İmprove İle İlgili Cümleler İngilizce Cümle İçinde Kullanımı
Improve
Improve kelimesi Türkçe’de “geliştirmek, iyileştirmek” anlamına gelir.
- I want to improve my English skills before I go to the USA. (Amerika’ya gitmeden önce İngilizce becerilerimi geliştirmek istiyorum.)
- He needs to improve his grades in order to get into college. (Üniversiteye girmek için notlarını iyileştirmesi gerekiyor.)
- The company is constantly trying to improve its products. (Şirket sürekli ürünlerini iyileştirmeye çalışıyor.)
- She wants to improve her cooking skills by taking a cooking class. (Yemek yapma becerilerini geliştirmek için yemek pişirme dersi almaya istiyor.)
- The team is working hard to improve their chances of winning the championship. (Takım, şampiyonluğu kazanma şanslarını artırmak için sıkı çalışıyor.)
- The government is implementing new policies to improve the economy. (Hükümet, ekonomiyi iyileştirmek için yeni politikalar uyguluyor.)
- She’s been practicing every day to improve her piano playing. (Piyano çalma becerilerini geliştirmek için her gün çalışıyor.)
- The doctor suggested a treatment plan to improve the patient’s health. (Doktor, hastanın sağlığını iyileştirmek için bir tedavi planı önerdi.)
- The teacher gave feedback to the students to help them improve their writing. (Öğretmen, öğrencilerin yazı yazma becerilerini geliştirmelerine yardımcı olmak için geri bildirim verdi.)
- The city is working to improve public transportation for its residents. (Kent, sakinleri için toplu taşımayı iyileştirmek için çalışıyor.)
- He’s been reading books on time management to improve his productivity. (Üretkenliğini artırmak için zaman yönetimi üzerine kitaplar okuyor.)
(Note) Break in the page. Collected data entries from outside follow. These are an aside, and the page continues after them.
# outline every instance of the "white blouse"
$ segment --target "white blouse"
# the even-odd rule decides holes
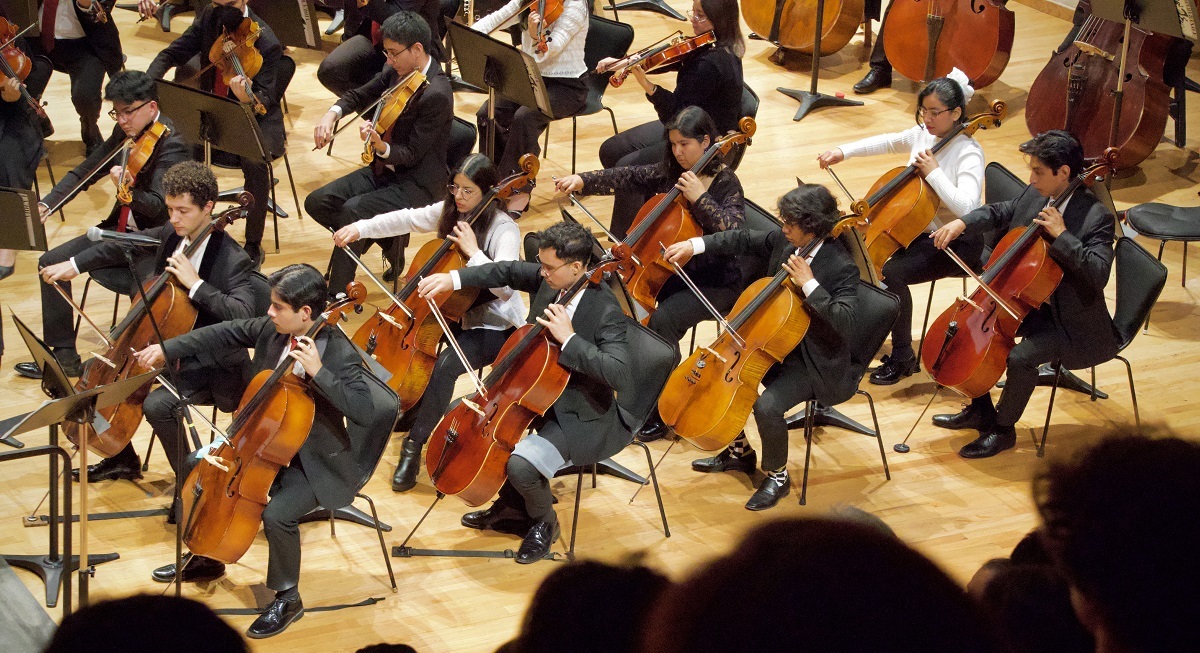
[[[510,0],[503,7],[475,21],[471,29],[484,34],[510,23],[521,12],[520,0]],[[536,8],[536,5],[534,5]],[[583,62],[583,46],[588,34],[588,6],[582,0],[565,0],[562,15],[550,25],[545,54],[534,50],[529,30],[521,31],[521,50],[537,62],[542,77],[577,78],[587,72]]]

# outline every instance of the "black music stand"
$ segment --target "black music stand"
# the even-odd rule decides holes
[[[46,225],[31,190],[0,186],[0,249],[46,251]]]
[[[324,50],[313,0],[250,0],[250,8],[271,26],[283,45]]]
[[[33,28],[25,32],[25,36],[29,38],[38,38],[42,35],[41,23],[42,12],[38,10],[38,0],[8,0],[4,3],[8,10],[8,20],[21,29],[26,25],[33,25]]]
[[[614,2],[607,7],[604,7],[604,9],[613,12],[614,17],[617,15],[619,10],[628,9],[629,11],[653,11],[668,18],[674,18],[675,20],[682,20],[684,22],[687,21],[687,17],[676,11],[671,5],[667,4],[666,0],[626,0],[625,2]]]
[[[775,0],[777,8],[775,11],[775,23],[771,26],[771,41],[778,42],[779,40],[779,12],[783,6],[784,0]],[[817,0],[817,18],[816,37],[813,39],[813,54],[812,54],[812,73],[810,77],[812,82],[807,91],[800,91],[791,88],[777,87],[775,90],[800,101],[800,108],[796,110],[796,115],[792,117],[794,122],[800,122],[804,116],[808,115],[813,109],[822,107],[861,107],[862,102],[858,100],[847,100],[844,97],[826,95],[817,91],[817,80],[821,77],[821,25],[825,18],[825,0]]]
[[[488,129],[486,154],[496,160],[496,96],[505,98],[540,111],[554,119],[550,110],[550,96],[546,84],[538,72],[537,62],[520,48],[497,41],[476,32],[458,21],[448,23],[450,45],[458,61],[458,72],[463,81],[488,92]]]
[[[254,108],[229,98],[223,98],[199,89],[158,80],[158,106],[166,114],[183,137],[192,143],[204,145],[204,164],[212,165],[214,149],[240,156],[255,163],[264,163],[270,168],[271,179],[275,178],[275,164],[263,144],[262,130]],[[291,176],[290,174],[288,175]],[[275,198],[275,184],[271,185],[271,209],[275,231],[275,252],[279,252],[279,212]],[[256,197],[261,202],[264,198]]]

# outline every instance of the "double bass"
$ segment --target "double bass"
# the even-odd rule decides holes
[[[466,219],[468,224],[474,225],[492,202],[508,198],[513,191],[537,177],[540,166],[537,157],[526,154],[521,157],[520,165],[521,172],[487,191]],[[438,343],[442,340],[441,326],[429,303],[418,297],[417,284],[431,274],[457,270],[466,264],[467,257],[452,241],[436,239],[425,243],[413,257],[407,281],[396,293],[392,305],[376,311],[351,338],[392,373],[388,385],[399,395],[403,410],[416,405],[425,393],[437,362]],[[434,303],[447,320],[458,321],[475,305],[478,294],[478,288],[463,288],[434,298]]]
[[[817,35],[817,0],[742,0],[746,25],[785,50],[812,54]],[[846,47],[863,19],[863,0],[825,0],[821,54]]]
[[[1131,168],[1150,156],[1167,126],[1171,89],[1163,82],[1163,66],[1173,39],[1130,29],[1121,116],[1113,134],[1113,91],[1121,77],[1125,28],[1091,15],[1088,0],[1079,4],[1087,19],[1074,42],[1055,52],[1033,81],[1025,124],[1035,135],[1051,129],[1071,132],[1089,160],[1115,147],[1117,168]]]
[[[404,109],[408,107],[409,101],[417,92],[425,88],[426,83],[425,74],[419,70],[405,75],[404,79],[388,89],[387,93],[375,104],[375,111],[371,114],[371,128],[381,138],[387,140],[388,132],[396,124],[400,114],[404,113]],[[368,138],[366,144],[363,145],[362,162],[363,165],[371,165],[374,160],[375,144]]]
[[[214,216],[212,222],[183,250],[183,255],[190,258],[214,230],[224,230],[234,220],[246,217],[252,201],[249,193],[242,193],[238,197],[239,205]],[[147,281],[143,288],[149,308],[139,296],[129,313],[109,334],[109,346],[105,352],[87,362],[83,375],[75,384],[76,391],[82,392],[148,372],[147,368],[138,364],[134,353],[158,342],[155,324],[164,339],[187,333],[195,326],[198,309],[188,299],[187,288],[179,285],[175,275],[162,272]],[[134,431],[141,424],[142,402],[149,393],[150,388],[143,386],[124,402],[97,411],[96,421],[91,424],[64,423],[67,439],[79,446],[83,440],[80,429],[94,429],[95,433],[87,437],[88,449],[105,458],[117,455],[133,439]]]
[[[617,88],[625,83],[625,78],[634,69],[642,70],[643,72],[652,73],[661,68],[666,68],[679,63],[684,57],[696,52],[702,48],[707,48],[715,45],[717,36],[711,30],[697,34],[692,37],[684,37],[682,33],[675,32],[668,37],[664,43],[655,43],[654,45],[639,50],[624,59],[614,61],[612,65],[604,70],[597,69],[598,73],[613,72],[613,75],[608,78],[608,83]]]
[[[838,237],[855,216],[830,230]],[[797,256],[807,258],[823,238],[814,237]],[[729,327],[697,348],[671,372],[658,399],[663,423],[697,448],[718,451],[746,426],[767,371],[804,339],[811,317],[786,269],[742,291],[729,311]]]
[[[352,283],[347,290],[349,296],[330,304],[307,337],[316,338],[346,311],[361,310],[367,289]],[[250,381],[226,437],[188,474],[183,541],[192,553],[233,564],[254,542],[267,492],[308,439],[316,414],[308,382],[292,372],[295,363],[285,356]]]
[[[700,174],[713,157],[726,154],[736,143],[749,141],[754,136],[754,119],[742,118],[738,128],[741,131],[727,134],[708,146],[691,167],[691,172]],[[700,225],[691,216],[687,201],[678,188],[651,197],[638,210],[629,234],[612,249],[618,259],[617,274],[621,275],[621,281],[637,304],[639,319],[649,319],[658,304],[658,291],[675,274],[674,268],[663,258],[663,246],[701,235]]]
[[[1115,170],[1116,156],[1116,150],[1108,150],[1104,162],[1072,179],[1054,208],[1081,186],[1091,186]],[[1063,278],[1045,236],[1036,222],[1008,232],[976,278],[979,288],[929,325],[921,364],[939,385],[974,399],[1000,380],[1021,322],[1050,298]]]
[[[29,105],[29,108],[33,109],[38,118],[48,124],[50,119],[46,115],[46,110],[29,94],[29,89],[25,87],[25,78],[33,72],[33,61],[21,48],[17,47],[15,41],[18,36],[20,36],[20,32],[17,31],[17,26],[0,16],[0,42],[6,44],[0,49],[0,84],[7,83],[9,79],[16,79],[21,89],[21,99]],[[47,137],[53,133],[54,128],[51,127],[49,133],[42,135]]]
[[[930,149],[937,154],[959,134],[972,136],[980,129],[999,127],[1007,114],[1004,102],[996,100],[990,111],[955,125]],[[863,237],[876,274],[882,277],[883,265],[921,235],[941,205],[915,164],[884,173],[865,199],[851,205],[851,212],[861,216],[860,224],[866,224]]]
[[[1000,78],[1016,21],[1007,0],[892,0],[880,28],[892,68],[917,81],[966,73],[975,88]]]

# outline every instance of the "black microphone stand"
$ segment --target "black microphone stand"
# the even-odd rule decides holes
[[[780,3],[783,0],[779,0]],[[775,90],[800,101],[800,108],[796,110],[796,115],[792,118],[794,122],[800,122],[804,116],[808,115],[813,109],[821,107],[861,107],[862,102],[858,100],[847,100],[844,97],[836,97],[833,95],[825,95],[817,92],[817,79],[821,76],[821,25],[825,19],[825,0],[817,0],[817,18],[816,18],[816,37],[813,38],[813,54],[812,54],[812,82],[807,91],[798,91],[796,89],[784,88],[782,86]]]

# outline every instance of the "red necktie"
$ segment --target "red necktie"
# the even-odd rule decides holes
[[[58,18],[58,0],[46,0],[42,5],[42,49],[54,49],[54,19]]]
[[[229,85],[225,83],[225,78],[221,76],[221,71],[213,71],[213,95],[218,97],[229,97]]]
[[[379,23],[371,21],[371,45],[379,45],[383,43],[383,30]]]
[[[129,226],[129,205],[122,204],[121,212],[119,214],[117,214],[117,231],[119,231],[121,233],[125,233],[126,228],[128,226]]]

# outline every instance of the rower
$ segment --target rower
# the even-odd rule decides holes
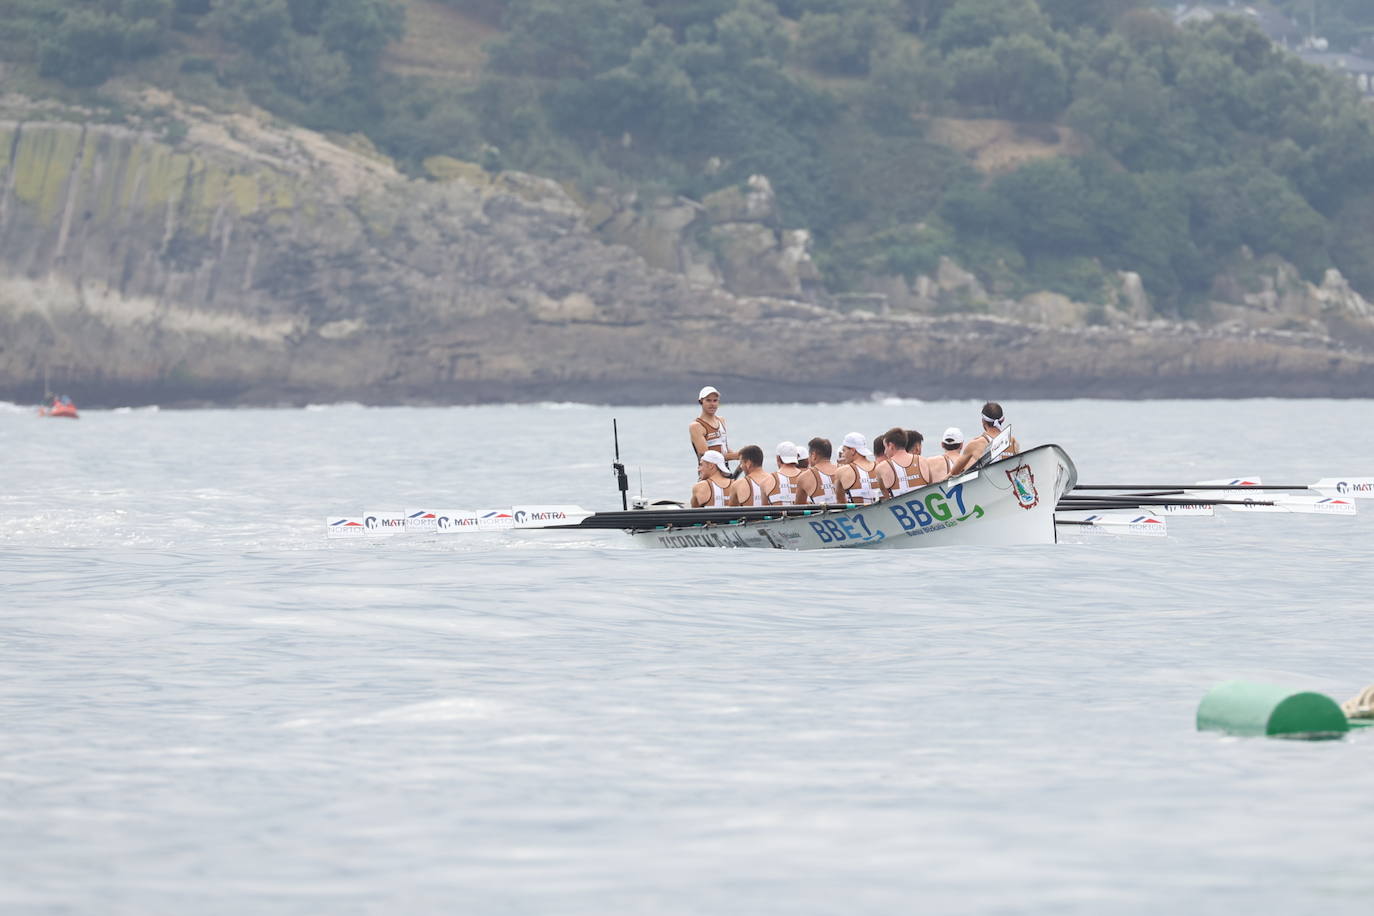
[[[803,506],[807,503],[817,506],[833,506],[839,502],[836,493],[835,477],[840,469],[831,461],[834,454],[834,446],[829,439],[822,439],[820,436],[806,443],[807,462],[806,473],[797,482],[797,505]]]
[[[798,451],[791,442],[779,442],[774,450],[778,469],[773,476],[778,480],[778,488],[773,491],[771,502],[775,506],[791,506],[797,501],[797,478],[802,473],[802,469],[797,467]]]
[[[945,463],[945,476],[954,473],[954,462],[959,460],[959,452],[964,447],[964,433],[957,426],[951,426],[945,430],[945,434],[940,437],[940,448],[944,453],[939,460]]]
[[[701,415],[687,427],[692,437],[692,450],[700,458],[704,452],[720,452],[726,461],[739,457],[739,452],[730,451],[730,442],[725,435],[725,418],[716,415],[720,409],[720,392],[707,385],[697,395],[701,405]]]
[[[983,453],[992,445],[994,439],[1002,434],[1002,430],[1007,428],[1007,418],[1002,412],[1002,405],[996,401],[988,401],[983,405],[979,419],[983,421],[983,432],[981,435],[974,436],[964,443],[963,451],[959,453],[959,460],[955,462],[950,470],[951,474],[962,474],[972,467]],[[1008,458],[1021,452],[1021,443],[1016,441],[1014,436],[1008,436],[1007,450],[999,458]]]
[[[734,481],[725,470],[720,452],[707,451],[697,462],[697,482],[692,486],[693,509],[723,509]]]
[[[906,431],[906,450],[916,456],[917,466],[921,476],[927,483],[939,483],[949,476],[949,466],[939,458],[927,458],[921,454],[921,448],[925,445],[926,437],[914,429]]]
[[[883,498],[878,489],[877,462],[868,450],[863,433],[850,433],[840,444],[840,472],[836,485],[844,493],[844,501],[867,506]]]
[[[921,460],[907,451],[907,433],[894,426],[883,433],[884,460],[878,463],[878,481],[885,496],[901,496],[927,483],[921,475]]]
[[[703,459],[705,460],[705,459]],[[763,449],[746,445],[739,450],[743,472],[730,489],[731,506],[766,506],[778,489],[778,480],[763,467]]]

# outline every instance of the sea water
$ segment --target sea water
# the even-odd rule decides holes
[[[726,394],[770,454],[977,424]],[[1374,475],[1367,401],[1006,406],[1085,483]],[[0,410],[0,913],[1374,907],[1374,734],[1194,728],[1219,681],[1374,683],[1374,502],[1017,549],[325,537],[619,508],[612,418],[683,498],[695,413]]]

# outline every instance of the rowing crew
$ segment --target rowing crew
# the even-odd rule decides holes
[[[710,389],[715,391],[715,389]],[[719,394],[716,394],[717,404]],[[805,450],[782,442],[774,450],[777,470],[764,465],[763,449],[746,445],[738,452],[728,451],[722,420],[720,448],[709,444],[698,451],[698,481],[692,488],[693,508],[769,505],[866,506],[890,496],[900,496],[929,484],[962,474],[974,464],[1006,426],[1002,408],[989,401],[982,410],[983,432],[965,442],[963,433],[945,430],[942,454],[927,458],[921,454],[924,437],[915,430],[893,427],[874,441],[870,449],[862,433],[850,433],[840,446],[838,463],[829,439],[816,437]],[[709,443],[709,440],[708,440]],[[696,437],[693,437],[696,444]],[[1020,451],[1008,437],[1003,454]],[[878,453],[882,457],[877,457]],[[726,459],[738,457],[739,479],[731,477]]]

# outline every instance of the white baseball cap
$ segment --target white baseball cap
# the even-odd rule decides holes
[[[797,446],[792,442],[779,442],[778,447],[773,449],[773,454],[778,456],[783,464],[797,463]]]
[[[714,395],[717,395],[717,396],[718,396],[718,395],[720,394],[720,392],[717,391],[716,389],[712,388],[710,385],[707,385],[705,388],[701,389],[701,391],[697,394],[697,400],[698,400],[698,401],[704,401],[704,400],[706,400],[706,396],[707,396],[708,394],[714,394]]]
[[[804,445],[799,445],[799,446],[797,446],[797,460],[798,460],[798,461],[806,461],[806,460],[809,459],[810,457],[811,457],[811,449],[807,448],[807,447],[804,446]]]
[[[699,460],[699,461],[709,461],[711,464],[714,464],[716,467],[720,468],[722,471],[724,471],[724,470],[726,469],[726,468],[725,468],[725,456],[722,455],[720,452],[714,450],[714,449],[707,449],[706,451],[702,452],[702,453],[701,453],[701,458],[698,459],[698,460]]]
[[[873,449],[868,447],[868,437],[863,433],[849,433],[841,443],[844,448],[852,448],[865,458],[873,457]]]
[[[945,430],[945,434],[940,437],[940,441],[946,445],[958,445],[964,441],[964,434],[959,431],[959,427],[951,426]]]

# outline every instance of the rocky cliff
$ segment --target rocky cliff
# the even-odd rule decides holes
[[[694,269],[608,244],[615,214],[551,181],[461,163],[417,181],[346,141],[143,102],[162,119],[0,104],[0,398],[36,399],[45,371],[89,406],[690,401],[703,381],[733,399],[1374,394],[1356,331],[828,308],[776,295],[812,268],[751,189],[688,221],[723,252]]]

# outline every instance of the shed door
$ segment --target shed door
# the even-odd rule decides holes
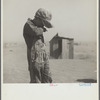
[[[58,58],[62,58],[62,40],[58,40]]]
[[[66,39],[62,40],[62,59],[69,58],[69,41]]]
[[[69,43],[69,59],[73,59],[74,56],[74,45],[73,45],[73,40],[70,40]]]

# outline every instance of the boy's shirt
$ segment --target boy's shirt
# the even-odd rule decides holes
[[[25,23],[23,36],[29,49],[31,49],[32,44],[35,43],[38,39],[41,39],[42,42],[44,42],[43,28],[35,26],[31,19],[28,19]]]

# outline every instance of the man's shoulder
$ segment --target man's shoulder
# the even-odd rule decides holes
[[[26,28],[26,27],[28,27],[29,26],[29,24],[26,22],[25,24],[24,24],[24,28]]]
[[[28,27],[32,25],[33,27],[35,26],[34,23],[32,22],[32,19],[28,18],[26,23],[24,24],[24,27]]]
[[[28,19],[24,26],[24,32],[32,35],[41,35],[43,34],[43,28],[37,27],[31,19]]]

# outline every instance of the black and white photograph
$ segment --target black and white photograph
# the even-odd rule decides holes
[[[3,83],[97,83],[97,0],[3,0]]]
[[[98,0],[1,0],[1,99],[98,99]]]

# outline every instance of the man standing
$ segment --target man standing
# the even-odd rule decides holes
[[[50,20],[52,15],[47,10],[40,8],[35,18],[28,19],[24,25],[23,36],[27,45],[28,69],[30,83],[51,83],[49,59],[45,50],[43,32],[52,28]]]

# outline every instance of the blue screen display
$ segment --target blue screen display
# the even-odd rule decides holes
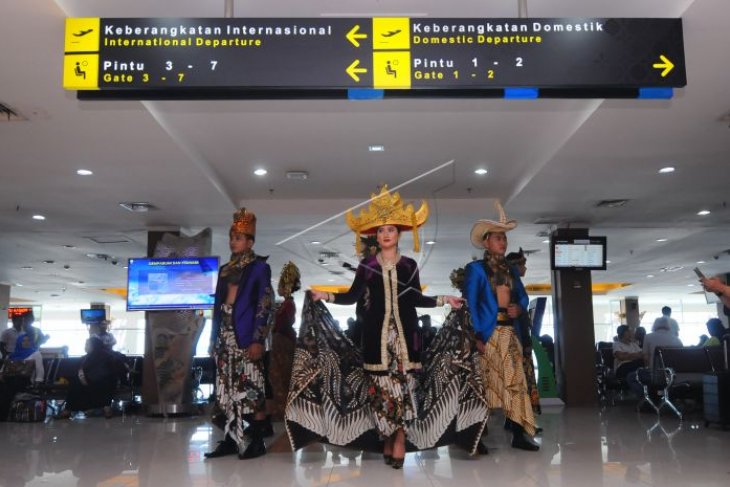
[[[82,309],[81,323],[87,325],[99,324],[106,319],[106,310],[104,309]]]
[[[129,259],[127,310],[212,308],[217,280],[218,257]]]

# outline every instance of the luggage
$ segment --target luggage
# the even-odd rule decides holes
[[[703,377],[703,395],[705,408],[705,426],[718,423],[725,429],[730,426],[730,371],[728,370],[728,335],[723,337],[723,358],[725,370],[705,374]]]
[[[17,423],[40,423],[46,420],[47,403],[33,394],[16,394],[10,405],[8,421]]]

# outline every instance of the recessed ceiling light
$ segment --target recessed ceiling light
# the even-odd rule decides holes
[[[487,174],[487,170],[483,167],[480,167],[479,169],[474,170],[474,174],[479,174],[480,176],[483,176],[484,174]]]
[[[695,287],[694,284],[687,284],[687,287]]]
[[[435,245],[435,244],[436,244],[435,240],[429,240],[428,242],[426,242],[426,245]]]
[[[23,287],[23,285],[21,283],[19,283],[19,282],[16,282],[15,285],[18,286],[18,287]]]
[[[309,242],[309,243],[311,243],[312,245],[319,245],[319,244],[321,244],[322,242],[320,242],[319,240],[312,240],[312,241],[311,241],[311,242]]]
[[[669,239],[667,239],[667,238],[658,238],[658,239],[656,239],[657,242],[666,242],[667,240],[669,240]]]
[[[155,205],[146,201],[125,201],[119,203],[119,206],[133,213],[146,213],[157,209]]]
[[[44,261],[43,261],[43,263],[44,263],[44,264],[53,264],[54,262],[55,262],[55,261],[53,261],[53,260],[50,260],[50,259],[48,259],[48,260],[44,260]]]
[[[543,240],[542,243],[550,243],[550,240]]]
[[[667,166],[659,169],[659,174],[669,174],[670,172],[674,172],[674,168],[672,166]]]
[[[710,210],[700,210],[697,212],[699,216],[705,216],[710,214]]]
[[[66,244],[66,245],[64,245],[64,247],[66,247],[67,249],[73,249],[73,248],[76,248],[76,246],[75,246],[75,245],[71,245],[71,244]]]
[[[88,169],[79,169],[78,171],[76,171],[76,174],[78,174],[79,176],[91,176],[92,174],[94,174],[94,172],[89,171]]]
[[[23,267],[21,267],[21,269],[33,270],[33,266],[32,265],[24,265]]]
[[[697,263],[698,263],[698,264],[704,264],[704,263],[705,263],[705,261],[704,261],[704,260],[698,260],[698,261],[697,261]]]
[[[256,169],[253,173],[257,176],[266,176],[269,171],[263,168]]]
[[[34,220],[45,220],[46,217],[43,215],[33,215]]]
[[[649,274],[649,275],[647,275],[646,277],[647,277],[648,279],[651,279],[652,277],[654,277],[654,274]]]
[[[606,261],[606,264],[610,264],[610,263],[611,263],[611,261],[610,261],[610,260],[607,260],[607,261]]]
[[[328,282],[335,282],[334,279],[327,279]]]
[[[368,150],[370,152],[385,152],[385,146],[384,145],[369,145]]]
- The athlete is training hard to improve her performance in the upcoming competition. (Sporcu, yaklaşan yarışmada performansını artırmak için sıkı çalışıyor.)
- The company hired a consultant to help improve their marketing strategy. (Şirket, pazarlama stratejisini iyileştirmeye yardımcı olmak için bir danışman kiraladı.)
- The school is implementing new programs to improve student engagement. (Okul, öğrenci katılımını artırmak için yeni programlar uyguluyor.)
- He’s been taking public speaking lessons to improve his communication skills. (İletişim becerilerini geliştirmek için konuşma dersleri almaya başladı.)
- The hotel is renovating its rooms to improve customer satisfaction. (Otel, müşteri memnuniyetini artırmak için odalarını yeniliyor.)
- The coach is working with the players to improve their teamwork skills. (Antrenör, oyuncuların takım çalışması becerilerini geliştirmeleri için çalışıyor.)
- She’s been taking yoga classes to improve her flexibility
- The city council is considering proposals to improve the safety of the streets. (Şehir konseyi, sokakların güvenliğini artırmak için önerileri değerlendiriyor.)
- The company is investing in new technology to improve efficiency in its operations. (Şirket, işlemlerinde verimliliği artırmak için yeni teknolojilere yatırım yapıyor.)